Individuals, families, and groups

Therapy also can involve different groups of people. In individual therapy, a client works with a therapist in a one-to-one relationship. This often is referred to as a therapeutic "dyad," from the Greek word that means "two." In group therapy, several people with similar problems work together with one or two therapists. This form of therapy can be particularly helpful for people whose problems tend to occur when they must function in groups or teams at school or work. In family therapy, a married couple or an entire family attends therapy sessions, with individuals working together as a unit to understand and resolve the problems the family is experiencing. The family therapist helps members of the family feel safe as they learn both to express their own emotions and to listen to and understand the emotions of other family members.

Group therapy sessions help people with similar problems learn to understand themselves, understand each other, and ask for and accept help and support from others whenever necessary. PhotoEdit, Inc.
Group therapy sessions help people with similar problems learn to understand themselves, understand each other, and ask for and accept help and support from others whenever necessary.
PhotoEdit, Inc.

Therapeutic Techniques

Therapists use many different approaches to create the trusting partnership that allows people to change their thoughts, feelings, and behaviors. No one method is better than the others, and many therapists use "eclectic" approaches that combine techniques from many different methods.

Psychoanalysis

Psychoanalysis is the original form of "talk therapy." During psychoanalysis, people talk about their dreams, desires, wishes, and fantasies from early childhood through the present day. Feelings or information of which people are unaware are called unconscious, but they still may affect their behavior. By "making the unconscious conscious," people can bring this material into awareness and understand how it may be affecting their daily lives. For example, angry feelings about a parent may be affecting a person's relationship with her boss. Insight and awareness can be used to create change and resolve conflicts. Psychoanalysis is considered a "psychodynamic" therapy because it emphasizes change, growth, and development.

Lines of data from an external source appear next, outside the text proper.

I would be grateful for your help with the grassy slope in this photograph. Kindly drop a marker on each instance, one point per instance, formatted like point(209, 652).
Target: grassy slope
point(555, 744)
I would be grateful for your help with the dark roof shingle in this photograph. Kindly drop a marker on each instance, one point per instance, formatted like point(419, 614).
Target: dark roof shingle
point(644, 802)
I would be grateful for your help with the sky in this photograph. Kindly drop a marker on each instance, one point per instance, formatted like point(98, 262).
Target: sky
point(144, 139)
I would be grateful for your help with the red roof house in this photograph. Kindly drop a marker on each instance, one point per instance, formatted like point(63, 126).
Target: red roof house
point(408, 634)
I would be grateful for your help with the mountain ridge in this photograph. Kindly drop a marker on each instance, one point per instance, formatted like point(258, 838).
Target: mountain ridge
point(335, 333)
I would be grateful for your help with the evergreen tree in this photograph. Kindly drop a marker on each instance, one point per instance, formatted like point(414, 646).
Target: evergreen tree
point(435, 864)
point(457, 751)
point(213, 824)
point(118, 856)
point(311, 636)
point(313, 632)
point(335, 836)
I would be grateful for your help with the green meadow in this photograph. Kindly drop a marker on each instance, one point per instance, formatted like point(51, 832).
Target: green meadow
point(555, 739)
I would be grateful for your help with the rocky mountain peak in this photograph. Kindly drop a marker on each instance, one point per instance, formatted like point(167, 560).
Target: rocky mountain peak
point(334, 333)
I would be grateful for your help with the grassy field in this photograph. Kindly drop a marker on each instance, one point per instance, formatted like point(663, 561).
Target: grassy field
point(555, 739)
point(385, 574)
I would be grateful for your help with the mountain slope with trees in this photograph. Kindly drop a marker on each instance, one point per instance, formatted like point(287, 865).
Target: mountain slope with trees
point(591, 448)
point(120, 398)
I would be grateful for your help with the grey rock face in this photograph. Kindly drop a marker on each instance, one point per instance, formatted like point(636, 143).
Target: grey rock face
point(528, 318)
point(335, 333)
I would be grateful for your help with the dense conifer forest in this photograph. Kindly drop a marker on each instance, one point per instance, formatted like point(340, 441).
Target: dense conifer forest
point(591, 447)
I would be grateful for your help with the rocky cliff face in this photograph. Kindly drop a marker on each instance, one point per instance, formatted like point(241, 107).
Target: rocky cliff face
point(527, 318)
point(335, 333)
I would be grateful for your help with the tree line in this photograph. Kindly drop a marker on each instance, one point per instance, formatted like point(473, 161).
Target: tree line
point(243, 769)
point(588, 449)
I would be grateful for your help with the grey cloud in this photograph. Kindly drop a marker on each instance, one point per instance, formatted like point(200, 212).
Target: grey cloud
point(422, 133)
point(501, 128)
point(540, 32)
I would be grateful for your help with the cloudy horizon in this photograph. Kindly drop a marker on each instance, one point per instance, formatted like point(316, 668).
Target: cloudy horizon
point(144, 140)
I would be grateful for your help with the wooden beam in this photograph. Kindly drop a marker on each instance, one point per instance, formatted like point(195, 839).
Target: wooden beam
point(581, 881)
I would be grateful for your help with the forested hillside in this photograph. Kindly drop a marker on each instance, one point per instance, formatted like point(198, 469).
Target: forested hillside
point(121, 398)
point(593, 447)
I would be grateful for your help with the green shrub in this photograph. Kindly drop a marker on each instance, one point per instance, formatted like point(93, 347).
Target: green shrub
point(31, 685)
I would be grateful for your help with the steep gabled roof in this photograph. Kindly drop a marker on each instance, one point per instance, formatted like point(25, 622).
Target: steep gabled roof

Cognitive behavioral therapy (CBT)

CBT is a form of therapy that helps people learn to understand and change harmful thoughts, habits, and behaviors. It also can help people learn more effective ways to react to mental problems, emotional problems, and stressful situations. For example, people who think negatively about themselves and the world around them can learn to change these pessimistic thought patterns into thoughts that might be more adaptive. CBT often helps people with anxiety disorders, phobias, addictions, attention deficit hyperactivity disorder, and conduct disorders.

Gestalt therapy

Gestalt therapy, based on the German word that means "form" or "pattern," focuses on the entire shape of a person's life: body and mind, habits and beliefs, experiences and actions, home and family, school and friends. This holistic approach to change focuses on making small shifts in body and behavior (for example, chewing food a different way or putting on clothing in a different sequence) that eventually may transform many larger aspects of a person's life. This form of therapy often is associated with the psychologists Frederick "Fritz" Perls (1893-1970) and Paul Goodman (1911-1972).

Play therapy

Play therapy is used with younger children who may not be old enough to put their thoughts and feelings into words. Play therapists use dolls, toy soldiers, building blocks, games, and sand trays that allow children to express their problems in nonverbal ways. By observing the child's actions and choices during play, the therapist gradually is able to understand what the child cannot say, help the child learn to understand and put words to the problems expressed through play, and work out solutions during play that can be used in the outside world.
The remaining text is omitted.